Otra buena colección de textos de esta magnífica y
siempre sugerente escritora italiana. En este caso son once escritos de dos
épocas bastante diferentes en el tiempo y el espacio. La mayoría son de la
inmediata posguerra y de los inicios de los años cincuenta y están escritos en
diferentes lugares de Italia, y junto a ellos hay tres escritos en Londres en
1960 y 1961 que, para mí, son además de los mejores del libro.
En estos textos hay, como sucede a menudo con
Ginzburg, bastantes elementos autobiográficos, muchas interesantes
descripciones y, desde luego, reflexiones muy jugosas.
En el primer escrito, Invierno en los Abruzos, narra su destierro en un pueblo de esa
zona montañosa. Aunque está escrito con apenas 28 años aparecen ya dos
características de su obra: la capacidad evocadora y de síntesis.
En Amigo
hace un magnífico retrato parece ser que de Cesare Pavese.

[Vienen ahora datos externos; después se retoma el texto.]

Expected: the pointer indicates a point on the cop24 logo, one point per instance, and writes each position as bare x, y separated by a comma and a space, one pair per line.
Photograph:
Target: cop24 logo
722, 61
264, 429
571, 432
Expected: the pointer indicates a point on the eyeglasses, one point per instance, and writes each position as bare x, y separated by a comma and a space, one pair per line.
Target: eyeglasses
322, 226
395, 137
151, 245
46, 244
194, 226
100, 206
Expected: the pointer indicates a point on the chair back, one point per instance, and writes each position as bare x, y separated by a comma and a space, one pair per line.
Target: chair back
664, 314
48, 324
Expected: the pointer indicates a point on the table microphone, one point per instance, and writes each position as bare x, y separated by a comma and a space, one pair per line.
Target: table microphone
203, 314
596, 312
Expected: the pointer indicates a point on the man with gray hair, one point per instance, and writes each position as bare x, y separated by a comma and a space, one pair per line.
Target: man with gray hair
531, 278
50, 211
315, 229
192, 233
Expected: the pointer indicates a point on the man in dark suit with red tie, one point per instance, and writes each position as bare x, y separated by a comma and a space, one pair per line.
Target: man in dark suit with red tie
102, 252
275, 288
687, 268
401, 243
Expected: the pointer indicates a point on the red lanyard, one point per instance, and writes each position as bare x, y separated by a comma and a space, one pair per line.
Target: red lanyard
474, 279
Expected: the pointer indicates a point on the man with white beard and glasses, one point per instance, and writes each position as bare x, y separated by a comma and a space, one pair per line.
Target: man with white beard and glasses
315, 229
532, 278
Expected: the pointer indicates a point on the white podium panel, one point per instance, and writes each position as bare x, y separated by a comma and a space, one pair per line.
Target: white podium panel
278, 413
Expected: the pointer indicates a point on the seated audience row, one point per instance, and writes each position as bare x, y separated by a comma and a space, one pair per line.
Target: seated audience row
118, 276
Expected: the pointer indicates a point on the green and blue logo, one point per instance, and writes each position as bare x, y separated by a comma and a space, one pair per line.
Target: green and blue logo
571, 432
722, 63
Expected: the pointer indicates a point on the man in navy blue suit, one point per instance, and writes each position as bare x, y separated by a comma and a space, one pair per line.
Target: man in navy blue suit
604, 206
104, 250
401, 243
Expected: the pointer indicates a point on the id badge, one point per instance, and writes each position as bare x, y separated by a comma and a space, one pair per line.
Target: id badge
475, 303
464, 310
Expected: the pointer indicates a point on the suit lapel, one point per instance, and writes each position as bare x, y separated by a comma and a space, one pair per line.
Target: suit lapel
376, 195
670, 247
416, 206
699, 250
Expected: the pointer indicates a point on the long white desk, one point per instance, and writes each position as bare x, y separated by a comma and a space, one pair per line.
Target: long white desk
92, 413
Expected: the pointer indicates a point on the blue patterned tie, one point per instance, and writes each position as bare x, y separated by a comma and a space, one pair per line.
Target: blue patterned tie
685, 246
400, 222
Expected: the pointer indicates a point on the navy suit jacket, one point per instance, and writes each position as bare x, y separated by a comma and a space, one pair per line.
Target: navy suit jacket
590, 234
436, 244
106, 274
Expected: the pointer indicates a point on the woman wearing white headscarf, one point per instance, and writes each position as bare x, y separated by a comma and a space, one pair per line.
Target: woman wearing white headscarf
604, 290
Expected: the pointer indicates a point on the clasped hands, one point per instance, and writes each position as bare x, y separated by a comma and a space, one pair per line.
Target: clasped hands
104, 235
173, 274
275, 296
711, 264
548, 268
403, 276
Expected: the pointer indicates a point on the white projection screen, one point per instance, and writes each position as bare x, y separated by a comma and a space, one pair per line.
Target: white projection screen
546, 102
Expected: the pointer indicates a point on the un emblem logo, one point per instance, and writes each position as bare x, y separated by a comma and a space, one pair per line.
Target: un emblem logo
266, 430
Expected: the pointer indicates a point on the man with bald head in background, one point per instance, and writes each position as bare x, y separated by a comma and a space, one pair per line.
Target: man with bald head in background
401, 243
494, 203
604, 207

Muy curiosos son los tres textos que dedica a su
estancia en Inglaterra con jugosas y a veces muy críticas descripciones. Así,
por ejemplo, su visión de la, para ella, superficialidad inglesa:
“De hecho no hay nada más triste en el mundo que una
conversación inglesa, siempre pendiente de no rozar nada esencial, de quedarse
en la superficie. Para no ofender al prójimo, penetrando en su intimidad, la conversación
inglesa zumba en torno a temas sumamente aburridos para todos, con tal de que
no revistan peligro.” (p. 43)
O el gran sentido del humor con el que trata la
comida que se hace en ese país.
También reflexiona sobre la escritura en Mi oficio, donde dice cosas como:
“Porque la belleza poética es un conjunto de
crueldad, de soberbia, de ironía, de ternura carnal, de fantasía y de memoria,
de claridad y de oscuridad, y si no conseguimos obtener todo esto junto,
nuestro resultado es pobre, precario y escasamente vital.
(…)
Porque este oficio no es nunca un consuelo o una
distracción, No es una compañía. Este oficio es un amo, un amo capaz de
azotarnos hasta hacernos sangrar, un amo que grita y condena,” (p. 101)
No obstante, si tuviera que quedarme con uno, lo
haría con el que da título al libro que empieza con un fragmento tan hermoso y
aleccionador como el que reproduzco:
“Por lo que respecta a la educación de los hijos,
creo que no hay que enseñarles las pequeñas virtudes, sino las grandes. No el
ahorro, sino la generosidad y la indiferencia hacia el dinero; no la prudencia,
sino el coraje y el desprecio por el peligro; no la astucia, sino la franqueza
y el amor por la verdad; no la diplomacia, sino el amor al prójimo y la
abnegación; no el deseo de éxito, sino el deseo de ser y de saber.” (p. 145)
Y todo el resto de este texto que cierra el libro
está dedicado a la educación de los hijos. Como yo estoy en la fase de tener
que educar a un hijo de 10 años, me ha resultado tremendamente sugerente y
aunque me ha reafirmado en algunas de las cosas que hago, también me ha hecho
dudar y criticar otras.
Así pues, estamos ante otro libro de Ginzburg muy
recomendable porque, además, es una escritora a la que da gusto leer por la
forma que tiene de contar las cosas.
Natalia Ginzburg, Las pequeñas virtudes. Traducción Celia Filipetto.